The async client exposes the same partial streaming contract:

import asyncio
import vertexai  # type: ignore
from vertexai.generative_models import GenerativeModel  # type: ignore
import instructor
from pydantic import BaseModel
from instructor.dsl.partial import Partial

vertexai.init()

class UserExtract(BaseModel):
    name: str
    age: int

client = instructor.from_provider(
    "vertexai/gemini-1.5-pro-preview-0409",
    async_client=True,
    mode=instructor.Mode.TOOLS,
)

async def stream_partial():
    response_stream = await client.create(
        response_model=Partial[UserExtract],
        stream=True,
        messages=[
            {"role": "user", "content": "Anibal is 23 years old"},
        ],
    )

    async for partial_user in response_stream:
        print(f"Received update: {partial_user}")

# Run async functions
asyncio.run(stream_partial())

Migration to Google GenAI¶

The legacy from_vertexai method is being deprecated in favor of the unified Google GenAI SDK. Here's how to migrate:

Old Way (Deprecated)¶

import instructor
import vertexai
from vertexai.generative_models import GenerativeModel

vertexai.init(project="your-project", location="us-central1")
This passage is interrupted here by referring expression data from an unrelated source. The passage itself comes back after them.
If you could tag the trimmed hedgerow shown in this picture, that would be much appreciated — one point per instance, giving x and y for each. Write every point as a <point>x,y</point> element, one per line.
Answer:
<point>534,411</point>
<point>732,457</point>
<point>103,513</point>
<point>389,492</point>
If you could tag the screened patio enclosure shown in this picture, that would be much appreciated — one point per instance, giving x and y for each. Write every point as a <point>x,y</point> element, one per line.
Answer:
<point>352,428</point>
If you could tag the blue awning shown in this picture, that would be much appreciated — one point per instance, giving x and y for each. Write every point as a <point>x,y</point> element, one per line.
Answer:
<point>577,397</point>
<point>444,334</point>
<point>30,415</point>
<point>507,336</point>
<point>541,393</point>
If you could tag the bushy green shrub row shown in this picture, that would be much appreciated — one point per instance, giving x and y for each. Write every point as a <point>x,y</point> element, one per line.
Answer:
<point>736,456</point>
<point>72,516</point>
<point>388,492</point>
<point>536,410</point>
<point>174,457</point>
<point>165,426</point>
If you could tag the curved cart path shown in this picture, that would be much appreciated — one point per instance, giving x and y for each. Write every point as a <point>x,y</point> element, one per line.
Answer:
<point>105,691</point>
client = instructor.from_provider("google/gemini-2.5-flash", vertexai=True),
    mode=instructor.Mode.TOOLS,
)

New Way (Recommended)¶

import instructor

# Option 1: Using from_provider (simplest)
client = instructor.from_provider(
    "vertexai/gemini-3-flash",
    project="your-project",  # Optional if set in environment
    location="us-central1"   # Optional, defaults to us-central1
)

# Option 2: Using from_genai with Google GenAI SDK
from google import genai
from instructor import from_genai

client = from_genai(
    genai.Client(
        vertexai=True,
        project="your-project",
        location="us-central1",
        model="gemini-3-flash"
    )
)

Environment Variables¶

You can also set these environment variables to avoid passing project/location each time:

export GOOGLE_CLOUD_PROJECT="your-project-id"
export GOOGLE_CLOUD_LOCATION="us-central1"

Updates and Compatibility¶

Instructor maintains compatibility with Vertex AI's latest API versions. Check the changelog for updates.

Partial streaming is available through both synchronous and asynchronous interfaces. Public iterable streaming is not yet part of the VertexAI capability contract.